One measure of this is “Raw Off-Target”, which we calculate as the dispatch target (what AEMO thinks the generator will do) compared to what it actually generated at the end of the dispatch interval – also taking into account any Regulation FCAS enablement allowances. It’s expected that there will be some uncertainty in the output of wind and solar farms given the uncertain fuel inputs, and the NEM can manage small deviations through existing FCAS services, but larger deviations (especially above 300 MW) can be risky to power system security. This chart below shows the aggregate off-target across semi-scheduled units (wind and solar farms that receive a dispatch instruction from AEMO), where a positive is under-generation and negative is over-generation – from Appendix 17. This is calculated in aggregate across all the semi-scheduled generators, so allows some over- and under-generation to cancel out. The darker colours indicate intervals where large deviations were seen. In the last few years it’s clear that there are fewer intervals with very low off-target, and many more in the 100-200 MW range, plus increasing incidence of higher-deviation intervals.
Wind and solar generators are now able to provide their own self-forecast to AEMO for the dispatch (5-minute-ahead) forecast, instead of AEMO’s AWEFS/ASEFS forecast. The first self-forecast used in dispatch was Tailem Bend solar farm in September 2019. The idea is that wind and solar farms have better information than AEMO on the local conditions and plant status and should be able to make better 5-minute-ahead predictions. More accurate dispatch forecasts would improve the aggregate off-target numbers shown above. In GenInsights21 we looked at the uptake of self-forecasting across wind and solar farms, finding that as at the end of September 2021 around 50% of solar farms and 40% of wind farms were using self-forecasting – from Appendix 6.
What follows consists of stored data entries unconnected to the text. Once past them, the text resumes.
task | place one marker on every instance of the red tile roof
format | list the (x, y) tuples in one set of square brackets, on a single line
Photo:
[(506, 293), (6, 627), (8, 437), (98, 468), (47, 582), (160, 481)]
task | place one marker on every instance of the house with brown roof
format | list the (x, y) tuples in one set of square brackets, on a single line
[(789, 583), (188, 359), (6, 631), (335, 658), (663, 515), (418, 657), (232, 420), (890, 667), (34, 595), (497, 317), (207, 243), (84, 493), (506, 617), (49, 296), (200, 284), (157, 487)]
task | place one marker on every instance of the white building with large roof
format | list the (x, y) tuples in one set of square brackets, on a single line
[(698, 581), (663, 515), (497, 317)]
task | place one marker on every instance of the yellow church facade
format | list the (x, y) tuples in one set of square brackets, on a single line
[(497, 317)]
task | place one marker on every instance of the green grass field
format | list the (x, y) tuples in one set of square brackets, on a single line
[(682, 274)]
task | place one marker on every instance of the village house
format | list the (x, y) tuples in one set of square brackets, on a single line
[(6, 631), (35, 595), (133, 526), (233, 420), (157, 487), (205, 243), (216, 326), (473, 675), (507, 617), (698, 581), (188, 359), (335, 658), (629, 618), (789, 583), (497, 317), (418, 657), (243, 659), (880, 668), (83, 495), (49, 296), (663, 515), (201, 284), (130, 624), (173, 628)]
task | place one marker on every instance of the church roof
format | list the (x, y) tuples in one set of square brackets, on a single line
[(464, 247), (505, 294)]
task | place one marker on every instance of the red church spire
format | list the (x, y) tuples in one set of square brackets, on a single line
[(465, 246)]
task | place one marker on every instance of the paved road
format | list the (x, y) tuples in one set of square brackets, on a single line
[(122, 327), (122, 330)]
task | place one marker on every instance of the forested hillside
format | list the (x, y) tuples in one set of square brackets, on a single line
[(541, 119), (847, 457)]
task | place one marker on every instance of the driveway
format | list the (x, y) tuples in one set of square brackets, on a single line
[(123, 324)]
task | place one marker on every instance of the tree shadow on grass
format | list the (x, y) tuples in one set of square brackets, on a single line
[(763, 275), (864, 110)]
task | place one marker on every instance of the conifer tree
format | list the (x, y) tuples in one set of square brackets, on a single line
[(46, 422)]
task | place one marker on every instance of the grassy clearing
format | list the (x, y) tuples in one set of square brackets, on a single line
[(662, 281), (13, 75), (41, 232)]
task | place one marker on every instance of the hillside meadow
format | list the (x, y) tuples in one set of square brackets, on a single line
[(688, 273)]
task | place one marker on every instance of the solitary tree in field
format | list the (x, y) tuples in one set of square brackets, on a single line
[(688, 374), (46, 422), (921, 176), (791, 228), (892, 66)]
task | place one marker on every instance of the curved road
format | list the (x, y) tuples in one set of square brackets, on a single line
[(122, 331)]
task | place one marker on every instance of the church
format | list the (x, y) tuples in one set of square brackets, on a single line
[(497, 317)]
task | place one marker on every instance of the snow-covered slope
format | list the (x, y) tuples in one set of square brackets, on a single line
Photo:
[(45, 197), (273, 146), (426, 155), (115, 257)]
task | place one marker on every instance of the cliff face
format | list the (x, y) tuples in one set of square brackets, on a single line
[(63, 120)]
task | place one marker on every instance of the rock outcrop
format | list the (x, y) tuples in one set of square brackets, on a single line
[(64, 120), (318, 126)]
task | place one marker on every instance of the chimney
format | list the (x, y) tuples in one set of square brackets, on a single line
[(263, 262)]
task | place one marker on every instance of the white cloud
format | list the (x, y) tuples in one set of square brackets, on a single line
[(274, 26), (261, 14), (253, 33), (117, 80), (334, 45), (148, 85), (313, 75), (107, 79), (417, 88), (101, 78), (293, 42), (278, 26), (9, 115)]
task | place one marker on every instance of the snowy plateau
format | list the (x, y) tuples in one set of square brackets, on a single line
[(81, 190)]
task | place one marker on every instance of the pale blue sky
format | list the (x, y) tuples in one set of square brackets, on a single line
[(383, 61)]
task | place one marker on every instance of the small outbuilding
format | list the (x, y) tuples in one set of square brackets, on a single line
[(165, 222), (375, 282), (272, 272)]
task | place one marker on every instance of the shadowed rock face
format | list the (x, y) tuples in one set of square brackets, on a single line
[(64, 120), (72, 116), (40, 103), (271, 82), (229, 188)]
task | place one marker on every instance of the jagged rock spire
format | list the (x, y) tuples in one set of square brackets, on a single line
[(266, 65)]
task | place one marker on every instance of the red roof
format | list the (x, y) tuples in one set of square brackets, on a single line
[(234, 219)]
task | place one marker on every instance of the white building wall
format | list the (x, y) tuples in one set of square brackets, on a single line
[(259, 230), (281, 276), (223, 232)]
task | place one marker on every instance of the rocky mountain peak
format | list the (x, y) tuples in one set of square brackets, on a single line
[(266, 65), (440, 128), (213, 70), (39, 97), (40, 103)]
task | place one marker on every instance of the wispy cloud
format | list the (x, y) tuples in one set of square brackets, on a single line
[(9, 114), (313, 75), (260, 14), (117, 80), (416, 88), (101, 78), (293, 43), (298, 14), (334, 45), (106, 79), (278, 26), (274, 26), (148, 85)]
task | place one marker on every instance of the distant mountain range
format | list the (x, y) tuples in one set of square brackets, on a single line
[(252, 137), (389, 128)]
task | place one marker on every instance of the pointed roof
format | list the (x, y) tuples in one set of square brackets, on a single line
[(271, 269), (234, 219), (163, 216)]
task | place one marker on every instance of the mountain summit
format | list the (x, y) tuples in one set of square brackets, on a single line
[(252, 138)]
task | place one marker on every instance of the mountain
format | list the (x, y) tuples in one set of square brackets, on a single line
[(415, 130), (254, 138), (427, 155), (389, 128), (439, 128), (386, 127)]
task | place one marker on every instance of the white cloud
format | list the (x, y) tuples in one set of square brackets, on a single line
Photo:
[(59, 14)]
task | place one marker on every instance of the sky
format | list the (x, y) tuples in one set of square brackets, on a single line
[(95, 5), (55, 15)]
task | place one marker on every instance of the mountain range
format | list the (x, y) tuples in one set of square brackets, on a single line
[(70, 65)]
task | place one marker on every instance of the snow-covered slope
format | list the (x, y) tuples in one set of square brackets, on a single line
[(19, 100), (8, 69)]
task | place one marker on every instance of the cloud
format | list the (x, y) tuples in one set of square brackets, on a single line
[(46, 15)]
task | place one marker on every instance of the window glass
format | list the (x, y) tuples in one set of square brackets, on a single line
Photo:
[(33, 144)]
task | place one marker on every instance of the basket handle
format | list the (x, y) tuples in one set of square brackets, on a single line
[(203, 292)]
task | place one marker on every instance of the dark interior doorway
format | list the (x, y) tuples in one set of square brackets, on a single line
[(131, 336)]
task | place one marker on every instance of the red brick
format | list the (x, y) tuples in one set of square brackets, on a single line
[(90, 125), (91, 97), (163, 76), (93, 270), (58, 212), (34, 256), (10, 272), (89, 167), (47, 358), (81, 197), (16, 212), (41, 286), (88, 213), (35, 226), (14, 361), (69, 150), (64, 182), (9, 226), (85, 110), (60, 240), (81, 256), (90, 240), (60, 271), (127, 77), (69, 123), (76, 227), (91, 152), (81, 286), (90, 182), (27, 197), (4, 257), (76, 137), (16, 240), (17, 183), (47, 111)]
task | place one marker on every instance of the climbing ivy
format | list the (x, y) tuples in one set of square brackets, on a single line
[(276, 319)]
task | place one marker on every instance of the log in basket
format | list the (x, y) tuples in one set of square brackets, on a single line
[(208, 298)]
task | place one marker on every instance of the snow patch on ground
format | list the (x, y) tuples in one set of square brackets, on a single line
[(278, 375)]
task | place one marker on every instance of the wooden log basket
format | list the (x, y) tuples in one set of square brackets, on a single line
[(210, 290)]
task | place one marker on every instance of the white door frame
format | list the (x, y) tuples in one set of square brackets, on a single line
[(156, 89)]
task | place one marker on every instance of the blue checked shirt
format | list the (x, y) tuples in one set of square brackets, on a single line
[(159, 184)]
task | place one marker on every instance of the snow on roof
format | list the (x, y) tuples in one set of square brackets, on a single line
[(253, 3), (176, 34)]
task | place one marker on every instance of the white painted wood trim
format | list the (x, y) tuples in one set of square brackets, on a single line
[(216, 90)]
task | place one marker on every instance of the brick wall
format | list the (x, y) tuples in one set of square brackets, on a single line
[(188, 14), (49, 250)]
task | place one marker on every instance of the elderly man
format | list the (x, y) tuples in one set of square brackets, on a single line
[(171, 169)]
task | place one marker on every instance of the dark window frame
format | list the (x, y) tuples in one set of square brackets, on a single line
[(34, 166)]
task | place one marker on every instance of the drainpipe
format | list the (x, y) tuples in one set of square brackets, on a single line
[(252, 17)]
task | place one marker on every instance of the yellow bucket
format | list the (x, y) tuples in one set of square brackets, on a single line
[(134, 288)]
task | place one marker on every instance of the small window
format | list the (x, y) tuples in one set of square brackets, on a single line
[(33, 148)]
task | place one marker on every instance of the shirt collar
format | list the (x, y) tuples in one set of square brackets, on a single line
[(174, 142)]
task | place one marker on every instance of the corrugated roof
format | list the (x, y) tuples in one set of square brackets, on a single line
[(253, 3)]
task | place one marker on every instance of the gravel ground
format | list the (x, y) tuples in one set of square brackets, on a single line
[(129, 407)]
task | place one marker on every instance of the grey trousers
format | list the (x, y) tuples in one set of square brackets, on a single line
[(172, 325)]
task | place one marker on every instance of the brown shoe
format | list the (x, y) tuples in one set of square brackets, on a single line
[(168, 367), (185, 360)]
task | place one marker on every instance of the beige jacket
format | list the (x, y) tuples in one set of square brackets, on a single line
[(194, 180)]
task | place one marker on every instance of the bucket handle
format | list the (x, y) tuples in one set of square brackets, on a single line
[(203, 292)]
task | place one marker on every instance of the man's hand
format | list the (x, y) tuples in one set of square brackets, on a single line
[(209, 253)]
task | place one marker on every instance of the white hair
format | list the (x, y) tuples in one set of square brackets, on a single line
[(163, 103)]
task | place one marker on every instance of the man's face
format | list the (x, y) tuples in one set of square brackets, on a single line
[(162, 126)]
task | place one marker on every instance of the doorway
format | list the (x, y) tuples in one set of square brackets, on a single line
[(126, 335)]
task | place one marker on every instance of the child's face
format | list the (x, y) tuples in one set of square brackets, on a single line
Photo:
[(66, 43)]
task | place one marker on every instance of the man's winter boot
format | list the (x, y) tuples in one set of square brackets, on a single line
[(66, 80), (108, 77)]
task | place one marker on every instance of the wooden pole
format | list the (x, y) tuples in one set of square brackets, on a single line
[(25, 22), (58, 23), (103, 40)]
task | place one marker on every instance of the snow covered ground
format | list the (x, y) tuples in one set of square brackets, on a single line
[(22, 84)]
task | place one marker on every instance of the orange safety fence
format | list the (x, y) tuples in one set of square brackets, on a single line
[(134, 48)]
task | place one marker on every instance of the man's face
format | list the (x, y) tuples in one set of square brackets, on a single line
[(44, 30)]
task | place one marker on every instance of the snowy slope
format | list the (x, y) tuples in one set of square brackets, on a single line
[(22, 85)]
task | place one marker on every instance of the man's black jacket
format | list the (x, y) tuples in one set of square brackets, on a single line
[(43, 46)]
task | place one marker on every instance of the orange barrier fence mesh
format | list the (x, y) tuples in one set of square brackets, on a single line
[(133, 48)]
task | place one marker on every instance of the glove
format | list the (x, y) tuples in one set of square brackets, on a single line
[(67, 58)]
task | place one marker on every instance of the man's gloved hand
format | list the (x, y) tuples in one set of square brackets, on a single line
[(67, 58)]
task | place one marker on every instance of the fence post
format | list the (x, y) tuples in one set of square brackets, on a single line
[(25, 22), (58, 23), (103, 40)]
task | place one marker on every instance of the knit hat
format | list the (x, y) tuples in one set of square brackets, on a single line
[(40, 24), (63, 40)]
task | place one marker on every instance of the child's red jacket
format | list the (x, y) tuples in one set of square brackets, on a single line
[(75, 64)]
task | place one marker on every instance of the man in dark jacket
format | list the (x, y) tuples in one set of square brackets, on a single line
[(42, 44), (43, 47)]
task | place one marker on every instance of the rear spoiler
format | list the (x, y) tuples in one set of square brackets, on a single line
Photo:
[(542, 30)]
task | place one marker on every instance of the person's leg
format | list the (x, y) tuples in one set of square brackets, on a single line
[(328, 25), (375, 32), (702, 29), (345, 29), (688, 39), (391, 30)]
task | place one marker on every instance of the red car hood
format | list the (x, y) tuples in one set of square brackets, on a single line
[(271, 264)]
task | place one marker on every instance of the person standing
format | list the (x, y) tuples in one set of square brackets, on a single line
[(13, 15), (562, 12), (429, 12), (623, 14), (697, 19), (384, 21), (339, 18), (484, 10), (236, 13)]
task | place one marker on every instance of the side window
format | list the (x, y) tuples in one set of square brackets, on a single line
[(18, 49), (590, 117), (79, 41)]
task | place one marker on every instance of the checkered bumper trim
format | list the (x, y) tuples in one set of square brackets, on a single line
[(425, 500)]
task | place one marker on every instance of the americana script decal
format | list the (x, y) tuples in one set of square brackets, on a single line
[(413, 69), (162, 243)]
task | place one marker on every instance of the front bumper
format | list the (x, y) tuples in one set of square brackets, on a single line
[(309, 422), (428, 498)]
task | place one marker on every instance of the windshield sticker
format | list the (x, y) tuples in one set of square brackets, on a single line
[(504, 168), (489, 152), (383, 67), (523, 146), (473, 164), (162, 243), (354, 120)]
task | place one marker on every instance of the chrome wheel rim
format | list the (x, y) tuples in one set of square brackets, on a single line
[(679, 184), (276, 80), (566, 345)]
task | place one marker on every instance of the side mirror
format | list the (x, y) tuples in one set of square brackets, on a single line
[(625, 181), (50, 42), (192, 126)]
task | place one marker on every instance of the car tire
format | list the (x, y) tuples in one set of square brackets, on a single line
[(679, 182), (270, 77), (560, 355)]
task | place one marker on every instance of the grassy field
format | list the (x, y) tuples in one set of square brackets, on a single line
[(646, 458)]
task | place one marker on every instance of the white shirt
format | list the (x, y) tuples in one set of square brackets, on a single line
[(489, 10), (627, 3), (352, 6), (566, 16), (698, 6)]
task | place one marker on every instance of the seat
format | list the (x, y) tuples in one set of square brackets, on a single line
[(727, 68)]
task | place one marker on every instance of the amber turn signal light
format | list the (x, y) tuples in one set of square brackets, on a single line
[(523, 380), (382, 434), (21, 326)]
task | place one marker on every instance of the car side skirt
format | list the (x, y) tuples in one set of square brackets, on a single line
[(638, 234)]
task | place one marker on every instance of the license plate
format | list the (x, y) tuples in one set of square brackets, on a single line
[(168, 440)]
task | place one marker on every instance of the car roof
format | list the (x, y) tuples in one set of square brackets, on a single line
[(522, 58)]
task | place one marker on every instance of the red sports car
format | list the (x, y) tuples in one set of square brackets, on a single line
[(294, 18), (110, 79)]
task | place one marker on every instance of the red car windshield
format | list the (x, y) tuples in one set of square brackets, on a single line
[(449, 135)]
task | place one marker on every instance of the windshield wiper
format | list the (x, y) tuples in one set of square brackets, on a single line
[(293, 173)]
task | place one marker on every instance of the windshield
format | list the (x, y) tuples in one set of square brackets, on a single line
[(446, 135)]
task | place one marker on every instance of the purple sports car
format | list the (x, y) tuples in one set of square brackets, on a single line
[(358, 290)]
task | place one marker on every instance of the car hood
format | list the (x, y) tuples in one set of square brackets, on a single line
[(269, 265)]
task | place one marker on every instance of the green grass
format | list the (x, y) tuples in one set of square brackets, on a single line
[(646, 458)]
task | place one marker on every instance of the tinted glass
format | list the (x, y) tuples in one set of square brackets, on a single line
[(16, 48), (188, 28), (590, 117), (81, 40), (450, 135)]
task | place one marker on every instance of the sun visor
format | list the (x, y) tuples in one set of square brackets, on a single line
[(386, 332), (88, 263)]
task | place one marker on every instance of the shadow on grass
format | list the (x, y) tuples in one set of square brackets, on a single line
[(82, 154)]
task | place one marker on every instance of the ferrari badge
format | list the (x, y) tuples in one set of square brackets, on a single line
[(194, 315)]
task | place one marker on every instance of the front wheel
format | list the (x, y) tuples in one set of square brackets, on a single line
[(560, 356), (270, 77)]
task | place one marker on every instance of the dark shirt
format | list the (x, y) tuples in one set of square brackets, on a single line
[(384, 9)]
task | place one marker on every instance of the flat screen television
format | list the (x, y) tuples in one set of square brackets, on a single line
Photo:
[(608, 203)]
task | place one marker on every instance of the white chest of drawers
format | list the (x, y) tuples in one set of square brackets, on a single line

With increasing incidence of negative pricing and constraints, wind and solar farms are needing to be more sophisticated in their bidding strategies. In GenInsights21 we charted the number of rebids made by generation type, showing a large uptick in the number of rebids made by wind and solar in the last two years – from Appendix 22. Note that this is a log-scale chart!
We also tabulated our estimates from public data of which generators are using auto-bidders, and where we could tell, which auto-bidding supplier was used.
Other challenges towards 100% renewables
What is meant by 100% renewables?
We have Appendix 26 in GenInsights21 that tries to untangle what’s meant by this – with one major distinction being between instantaneous or sustained 100% renewables.
Getting to zero-thermal
In July 2021 AEMO’s new CEO Daniel Westerman talked about a 100% instantaneous renewables scenario by 2025. GenInsights21 considered some of the major barriers, finding that there would likely at current installation rates be sufficient renewable capacity to meet this goal, in the right conditions (remember this is instantaneous, not sustained), but that getting the thermal units down to zero would be a much harder proposition. Challenges to reach zero-thermal include the need for system security services such as inertia and system strength, the current low participation in FCAS provision by wind and solar, and the limited ramping capabilities of thermal plant (to come back up as the renewables came off).
Considering the concept of 100% sustained renewables (or somewhere near it), GenInsights21 Appendix 27 analyses historical wind speed data at hundreds of weather stations across the NEM to find the prevalence of “wind drought” periods, similar to June 2017 where some wind farms generated a third of their median generation for the month.
There were two other “droughts” identified in the past 15 years, in July 2006 and May 2010, where our estimated 30-day average capacity factor (for hypothetical wind farms) was similar to that of June 2017.